Take Romeo And Juliet: ‘Contains scenes of underage sex.’ Or King Lear (spoiler alert): ‘In Act III, Scene VII, Cornwall gouges out Gloucester’s eye.’
Or the Taming Of The Shrew: ‘Contains scenes of sexism, domestic violence and coercive control of a woman.’ That’s not to mention Titus Andronicus, with its scenes of rape, cannibalism and dismemberment almost from beginning to end.

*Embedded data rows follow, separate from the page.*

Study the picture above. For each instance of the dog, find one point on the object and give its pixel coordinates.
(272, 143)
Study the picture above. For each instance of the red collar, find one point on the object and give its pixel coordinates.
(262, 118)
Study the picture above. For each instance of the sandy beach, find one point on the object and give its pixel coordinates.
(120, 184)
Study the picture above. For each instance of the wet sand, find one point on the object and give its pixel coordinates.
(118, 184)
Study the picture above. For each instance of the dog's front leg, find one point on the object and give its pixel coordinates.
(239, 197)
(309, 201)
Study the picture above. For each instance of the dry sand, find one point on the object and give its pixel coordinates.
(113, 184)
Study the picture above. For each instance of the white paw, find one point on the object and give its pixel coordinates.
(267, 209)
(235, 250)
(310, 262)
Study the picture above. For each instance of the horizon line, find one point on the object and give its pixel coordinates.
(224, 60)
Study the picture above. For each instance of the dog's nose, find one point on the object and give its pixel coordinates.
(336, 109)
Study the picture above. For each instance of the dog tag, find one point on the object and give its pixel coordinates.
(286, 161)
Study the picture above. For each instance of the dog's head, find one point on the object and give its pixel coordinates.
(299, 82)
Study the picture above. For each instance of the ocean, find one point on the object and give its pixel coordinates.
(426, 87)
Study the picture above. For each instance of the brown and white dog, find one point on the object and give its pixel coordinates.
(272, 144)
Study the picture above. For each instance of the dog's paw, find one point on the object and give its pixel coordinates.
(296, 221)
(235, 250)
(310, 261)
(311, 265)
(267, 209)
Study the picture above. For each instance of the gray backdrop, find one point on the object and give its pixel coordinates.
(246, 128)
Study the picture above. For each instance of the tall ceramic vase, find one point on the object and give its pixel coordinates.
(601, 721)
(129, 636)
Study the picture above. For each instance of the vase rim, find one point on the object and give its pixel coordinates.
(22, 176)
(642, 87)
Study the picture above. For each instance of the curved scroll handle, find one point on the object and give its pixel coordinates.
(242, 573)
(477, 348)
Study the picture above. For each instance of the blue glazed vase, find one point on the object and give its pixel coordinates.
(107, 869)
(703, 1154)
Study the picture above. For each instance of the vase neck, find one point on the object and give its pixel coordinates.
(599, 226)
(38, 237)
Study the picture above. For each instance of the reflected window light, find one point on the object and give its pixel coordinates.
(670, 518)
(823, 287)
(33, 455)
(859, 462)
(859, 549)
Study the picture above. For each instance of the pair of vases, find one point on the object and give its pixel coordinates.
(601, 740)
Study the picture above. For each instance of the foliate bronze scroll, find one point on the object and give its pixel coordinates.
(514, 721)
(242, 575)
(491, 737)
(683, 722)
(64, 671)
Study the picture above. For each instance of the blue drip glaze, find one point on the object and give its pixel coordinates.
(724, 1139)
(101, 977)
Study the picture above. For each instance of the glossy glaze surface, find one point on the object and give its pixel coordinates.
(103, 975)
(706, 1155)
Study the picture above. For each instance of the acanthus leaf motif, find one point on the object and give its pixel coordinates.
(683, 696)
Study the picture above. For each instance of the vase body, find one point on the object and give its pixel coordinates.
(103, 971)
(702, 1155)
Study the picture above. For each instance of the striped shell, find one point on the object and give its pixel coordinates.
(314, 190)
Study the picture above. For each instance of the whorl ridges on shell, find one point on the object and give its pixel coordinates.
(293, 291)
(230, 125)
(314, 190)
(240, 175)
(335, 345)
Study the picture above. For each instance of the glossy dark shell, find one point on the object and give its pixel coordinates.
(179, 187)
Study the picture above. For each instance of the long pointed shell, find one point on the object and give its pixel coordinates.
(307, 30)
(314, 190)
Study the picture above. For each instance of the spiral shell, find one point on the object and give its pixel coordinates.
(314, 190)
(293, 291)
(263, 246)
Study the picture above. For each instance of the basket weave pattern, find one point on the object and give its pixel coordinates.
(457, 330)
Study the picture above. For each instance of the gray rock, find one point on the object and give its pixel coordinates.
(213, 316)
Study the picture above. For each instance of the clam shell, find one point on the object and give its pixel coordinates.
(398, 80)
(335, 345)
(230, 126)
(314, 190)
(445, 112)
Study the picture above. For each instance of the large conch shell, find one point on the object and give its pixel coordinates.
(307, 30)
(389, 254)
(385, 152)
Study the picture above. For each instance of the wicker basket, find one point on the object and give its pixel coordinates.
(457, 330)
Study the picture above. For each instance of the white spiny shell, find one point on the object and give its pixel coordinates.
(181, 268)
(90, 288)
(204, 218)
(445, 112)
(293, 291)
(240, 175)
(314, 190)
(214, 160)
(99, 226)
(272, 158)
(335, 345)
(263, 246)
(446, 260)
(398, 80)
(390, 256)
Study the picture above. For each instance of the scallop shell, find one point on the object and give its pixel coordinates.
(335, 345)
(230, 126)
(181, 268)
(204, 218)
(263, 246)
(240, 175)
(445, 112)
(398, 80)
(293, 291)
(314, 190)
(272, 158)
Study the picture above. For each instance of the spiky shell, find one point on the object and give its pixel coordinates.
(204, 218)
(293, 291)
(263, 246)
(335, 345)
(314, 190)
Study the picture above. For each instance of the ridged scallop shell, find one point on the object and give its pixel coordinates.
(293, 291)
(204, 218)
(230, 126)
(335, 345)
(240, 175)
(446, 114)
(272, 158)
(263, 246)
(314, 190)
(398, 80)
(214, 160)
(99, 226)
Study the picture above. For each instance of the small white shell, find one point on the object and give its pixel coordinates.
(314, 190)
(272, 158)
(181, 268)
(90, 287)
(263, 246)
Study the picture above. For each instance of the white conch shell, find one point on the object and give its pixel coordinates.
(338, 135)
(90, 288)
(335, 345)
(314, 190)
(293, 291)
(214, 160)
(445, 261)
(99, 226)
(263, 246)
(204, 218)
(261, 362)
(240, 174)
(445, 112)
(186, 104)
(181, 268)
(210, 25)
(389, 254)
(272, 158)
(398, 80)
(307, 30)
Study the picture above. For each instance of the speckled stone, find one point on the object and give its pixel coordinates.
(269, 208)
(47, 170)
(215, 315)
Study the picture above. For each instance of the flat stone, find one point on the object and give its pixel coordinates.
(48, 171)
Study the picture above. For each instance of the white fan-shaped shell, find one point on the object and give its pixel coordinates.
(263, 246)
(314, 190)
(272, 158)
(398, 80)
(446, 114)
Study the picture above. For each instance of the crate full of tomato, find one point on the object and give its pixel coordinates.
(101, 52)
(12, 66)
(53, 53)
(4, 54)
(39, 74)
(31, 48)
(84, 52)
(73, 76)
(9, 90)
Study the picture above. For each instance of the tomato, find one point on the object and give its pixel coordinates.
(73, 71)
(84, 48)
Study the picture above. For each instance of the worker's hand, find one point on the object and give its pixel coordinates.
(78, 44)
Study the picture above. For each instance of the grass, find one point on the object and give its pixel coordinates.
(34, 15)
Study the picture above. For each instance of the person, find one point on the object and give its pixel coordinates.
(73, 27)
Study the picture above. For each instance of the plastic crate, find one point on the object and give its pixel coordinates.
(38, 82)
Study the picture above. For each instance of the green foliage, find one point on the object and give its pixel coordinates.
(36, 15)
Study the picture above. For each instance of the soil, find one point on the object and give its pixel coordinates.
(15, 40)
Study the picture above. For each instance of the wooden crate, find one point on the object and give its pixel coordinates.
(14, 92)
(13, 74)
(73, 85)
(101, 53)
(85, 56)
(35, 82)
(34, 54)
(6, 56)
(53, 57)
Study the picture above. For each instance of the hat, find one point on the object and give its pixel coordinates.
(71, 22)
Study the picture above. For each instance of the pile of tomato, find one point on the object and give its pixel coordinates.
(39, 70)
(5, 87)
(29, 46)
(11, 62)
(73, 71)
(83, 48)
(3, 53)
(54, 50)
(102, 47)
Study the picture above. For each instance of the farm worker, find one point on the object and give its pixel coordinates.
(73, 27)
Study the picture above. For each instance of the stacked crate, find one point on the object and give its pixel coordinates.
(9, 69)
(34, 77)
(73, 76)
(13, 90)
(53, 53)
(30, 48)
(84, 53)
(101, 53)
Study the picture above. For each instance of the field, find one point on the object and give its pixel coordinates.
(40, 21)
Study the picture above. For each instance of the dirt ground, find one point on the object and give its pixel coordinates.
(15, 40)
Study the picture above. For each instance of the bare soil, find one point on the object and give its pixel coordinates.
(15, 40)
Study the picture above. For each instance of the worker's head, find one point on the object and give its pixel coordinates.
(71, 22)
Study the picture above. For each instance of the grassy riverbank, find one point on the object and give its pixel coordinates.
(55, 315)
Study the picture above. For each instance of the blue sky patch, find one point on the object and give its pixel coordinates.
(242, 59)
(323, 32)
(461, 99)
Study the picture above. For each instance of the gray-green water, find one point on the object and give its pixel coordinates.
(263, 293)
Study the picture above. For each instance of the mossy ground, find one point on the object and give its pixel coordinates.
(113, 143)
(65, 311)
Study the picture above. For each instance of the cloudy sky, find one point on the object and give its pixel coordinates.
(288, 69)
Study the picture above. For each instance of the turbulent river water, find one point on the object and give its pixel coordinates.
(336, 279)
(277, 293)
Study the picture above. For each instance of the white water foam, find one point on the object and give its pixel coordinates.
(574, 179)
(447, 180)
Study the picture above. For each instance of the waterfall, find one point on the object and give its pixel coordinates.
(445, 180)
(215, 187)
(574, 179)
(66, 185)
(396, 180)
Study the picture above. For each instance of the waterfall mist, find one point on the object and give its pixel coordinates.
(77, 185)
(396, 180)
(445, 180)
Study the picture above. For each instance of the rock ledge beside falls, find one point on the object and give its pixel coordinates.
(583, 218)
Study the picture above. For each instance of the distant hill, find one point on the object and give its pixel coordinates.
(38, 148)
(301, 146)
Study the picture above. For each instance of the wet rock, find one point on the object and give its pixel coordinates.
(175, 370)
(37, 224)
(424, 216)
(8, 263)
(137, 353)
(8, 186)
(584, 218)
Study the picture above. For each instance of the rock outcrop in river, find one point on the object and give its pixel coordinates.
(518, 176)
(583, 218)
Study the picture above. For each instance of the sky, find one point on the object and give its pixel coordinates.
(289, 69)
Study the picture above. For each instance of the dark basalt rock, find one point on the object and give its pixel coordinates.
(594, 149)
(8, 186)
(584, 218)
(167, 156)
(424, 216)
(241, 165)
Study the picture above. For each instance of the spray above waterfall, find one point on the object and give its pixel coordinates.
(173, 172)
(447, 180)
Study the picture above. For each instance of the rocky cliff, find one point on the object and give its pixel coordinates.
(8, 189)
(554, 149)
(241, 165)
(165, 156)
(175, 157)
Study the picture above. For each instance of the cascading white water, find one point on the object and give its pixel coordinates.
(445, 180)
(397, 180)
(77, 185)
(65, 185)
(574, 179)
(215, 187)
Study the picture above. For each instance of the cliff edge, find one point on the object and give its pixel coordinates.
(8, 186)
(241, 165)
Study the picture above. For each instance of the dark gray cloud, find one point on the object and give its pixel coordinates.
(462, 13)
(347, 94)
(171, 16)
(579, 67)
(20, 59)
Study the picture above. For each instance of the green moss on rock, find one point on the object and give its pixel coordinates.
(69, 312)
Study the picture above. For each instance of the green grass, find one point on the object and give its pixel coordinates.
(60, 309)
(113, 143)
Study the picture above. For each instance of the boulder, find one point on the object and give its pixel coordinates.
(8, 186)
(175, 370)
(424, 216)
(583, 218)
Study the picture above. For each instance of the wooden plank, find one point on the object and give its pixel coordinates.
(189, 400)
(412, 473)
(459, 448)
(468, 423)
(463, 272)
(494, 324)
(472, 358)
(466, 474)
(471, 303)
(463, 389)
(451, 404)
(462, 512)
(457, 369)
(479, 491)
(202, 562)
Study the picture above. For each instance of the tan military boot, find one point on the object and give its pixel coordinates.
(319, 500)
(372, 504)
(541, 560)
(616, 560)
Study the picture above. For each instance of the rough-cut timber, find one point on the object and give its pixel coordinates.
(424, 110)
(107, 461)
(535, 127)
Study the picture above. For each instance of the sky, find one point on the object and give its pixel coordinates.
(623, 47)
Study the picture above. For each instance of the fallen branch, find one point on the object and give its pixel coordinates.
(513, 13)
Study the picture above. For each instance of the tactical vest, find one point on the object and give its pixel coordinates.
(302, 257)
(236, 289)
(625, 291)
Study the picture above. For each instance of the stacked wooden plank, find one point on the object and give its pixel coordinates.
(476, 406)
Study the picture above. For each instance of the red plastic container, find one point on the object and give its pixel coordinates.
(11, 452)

But then even Jane Austen’s Pride And Prejudice, in which women’s status is defined by their menfolk, would surely merit a warning to hypersensitive feminists — while vegans and animal rights enthusiasts may suffer fits of the vapours over Walt Disney’s Bambi, whose mother was shot by a hunter, or Beatrix Potter’s Peter Rabbit, whose father was baked in a pie.
But as I say, political correctness is not always to be mocked — and it’s certainly a good thing that, more than 50 years since I appeared in Ali Baba and the Forty Thieves, no primary school would dream of staging a production that risked giving casual offence to a minority.
But shouldn’t a West End theatre company do us the courtesy of treating its audiences like grown-ups?
I can think of only two trigger warnings of which I would heartily approve. The first, which could apply to almost every playhouse in theatreland, would caution: ‘Patrons may be distressed by the price of drinks in the interval.’
The other I’d reserve for every production of Samuel Beckett’s Waiting For Godot: ‘Contains scenes throughout which many may find intensely boring.’